Midway through the work, for instance, with a characteristic abruptness, we learn of his sister Margit’s mysterious, traumatic death. The event is unexpected, unprepared-for; it rears up with a frightening hallucinatory force. Weiss characterizes it as “the beginning of the break-up of our family,” intensifying all sorrow, heightening the already painful distances between the narrator and his parents, neither of whom have any way to integrate the loss. Here, as elsewhere, the movement of the prose showcases Weiss’s way of bending together exposition, confessionalism, and the wounding vibrancy of select details. He describes his own state of mind after Margit’s death:
Past events rose up in me like a gasping for breath, like the pressure of a straitjacket, the past would hem me around in a slow, black seepage of hours, and then suddenly recede and become nothing and allow a brief glimpse of freedom. Then I saw my parents and was full of sympathy and compassion. They had given us all that they had to give, they had given us food and clothing and a civilized home, they had given us their security and their orderliness and they could not understand
why we did not thank them for it. They could never understand why we drifted away from them … Thus we confronted each other, children dissatisfied, parents insulted … My parents’ embarrassment became my embarrassment. Their voices live on in me. I chastised and beat myself and drove myself to forced labor. Again and again the swamp fever of inadequacy gripped me. There I was again, a failure at school, sitting locked into my room, and the warm seething life outside was unattainable. There sat my mother next to me and heard me repeat my lessons and I could get nothing right. Schwein is pig, pig comes from to pick—pick, pick, pick, and she took hold of me by the scruff of the neck and pressed my nose into the vocabulary book, pick, pick, pick, so now perhaps you’ll remember it.
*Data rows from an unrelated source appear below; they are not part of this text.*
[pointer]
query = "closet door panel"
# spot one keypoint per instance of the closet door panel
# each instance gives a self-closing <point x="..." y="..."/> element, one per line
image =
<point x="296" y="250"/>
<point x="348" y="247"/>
We note the piling on of urgent analogies, the rhetorical repetitions of exposition (“they had given us …”), and then the insistent and tactile immediacy of the mother’s coercions. The pressure builds as Weiss creates the picture, the inward accounting, of how it was, from earliest childhood constraints on through the long years of psychological entrapment, during which he worked in a reluctant servitude as his father’s assistant, all the while building what rocket engineers call the “exit velocity.”
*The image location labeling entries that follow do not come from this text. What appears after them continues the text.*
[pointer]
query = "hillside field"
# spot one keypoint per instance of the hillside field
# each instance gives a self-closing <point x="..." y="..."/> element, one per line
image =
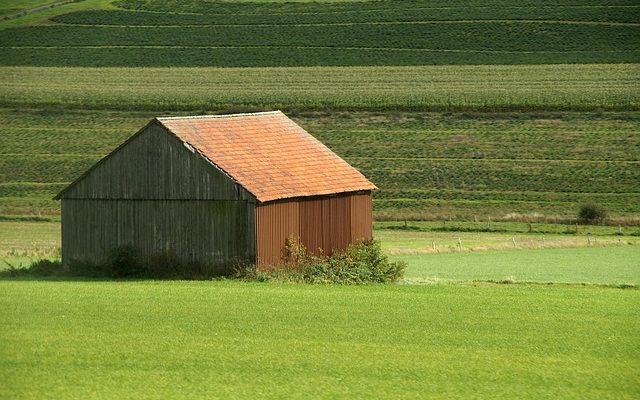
<point x="427" y="165"/>
<point x="145" y="33"/>
<point x="468" y="141"/>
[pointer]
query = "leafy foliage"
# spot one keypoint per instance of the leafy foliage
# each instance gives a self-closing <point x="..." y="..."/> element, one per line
<point x="357" y="264"/>
<point x="592" y="213"/>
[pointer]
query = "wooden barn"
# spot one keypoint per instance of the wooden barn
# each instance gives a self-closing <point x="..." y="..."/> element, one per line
<point x="219" y="190"/>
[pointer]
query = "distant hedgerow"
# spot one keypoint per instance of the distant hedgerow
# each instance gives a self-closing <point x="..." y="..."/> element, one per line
<point x="592" y="213"/>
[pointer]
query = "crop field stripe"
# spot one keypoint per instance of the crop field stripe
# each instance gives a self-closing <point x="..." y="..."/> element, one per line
<point x="433" y="50"/>
<point x="432" y="22"/>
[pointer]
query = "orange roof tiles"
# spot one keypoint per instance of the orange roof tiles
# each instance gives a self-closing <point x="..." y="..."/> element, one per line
<point x="268" y="154"/>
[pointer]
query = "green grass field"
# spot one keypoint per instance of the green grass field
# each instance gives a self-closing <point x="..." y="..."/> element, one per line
<point x="69" y="340"/>
<point x="596" y="265"/>
<point x="612" y="87"/>
<point x="240" y="34"/>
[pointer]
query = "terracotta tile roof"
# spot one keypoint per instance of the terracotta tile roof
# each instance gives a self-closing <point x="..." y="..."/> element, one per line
<point x="268" y="154"/>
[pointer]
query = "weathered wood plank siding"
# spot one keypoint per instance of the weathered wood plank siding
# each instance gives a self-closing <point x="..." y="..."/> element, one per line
<point x="218" y="233"/>
<point x="322" y="224"/>
<point x="158" y="195"/>
<point x="156" y="165"/>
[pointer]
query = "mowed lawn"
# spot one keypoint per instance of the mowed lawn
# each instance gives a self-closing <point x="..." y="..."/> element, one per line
<point x="70" y="340"/>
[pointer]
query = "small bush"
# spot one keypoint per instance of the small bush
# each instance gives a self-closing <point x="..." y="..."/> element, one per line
<point x="592" y="213"/>
<point x="357" y="264"/>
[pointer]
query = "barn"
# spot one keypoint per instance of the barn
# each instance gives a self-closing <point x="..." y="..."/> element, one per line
<point x="218" y="190"/>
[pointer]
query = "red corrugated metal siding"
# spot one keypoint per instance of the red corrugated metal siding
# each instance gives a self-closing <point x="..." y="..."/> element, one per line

However, even attaining that is a fraught and long-term process. It requires that the young man get away, leave the country—there is a Hesse-like “master” he seeks out—but then, following a Beckettian script of enmeshment, he becomes entrapped again. He returns home and finds himself thrust back down into what feels like a timeless well of failure. It’s as if the terms of life are set in stone. But then at long last, and seemingly not because of anything he has done or prepared, but rather because something long in the maturing is finally ready, he does break free: he achieves his eponymous leavetaking. And this, when it comes—because of the prose—does not feel like a resolution from without, but very much an attainment from within, a moment destined from the start, its arrival encoded in his processing of every last twist and turn in his experience.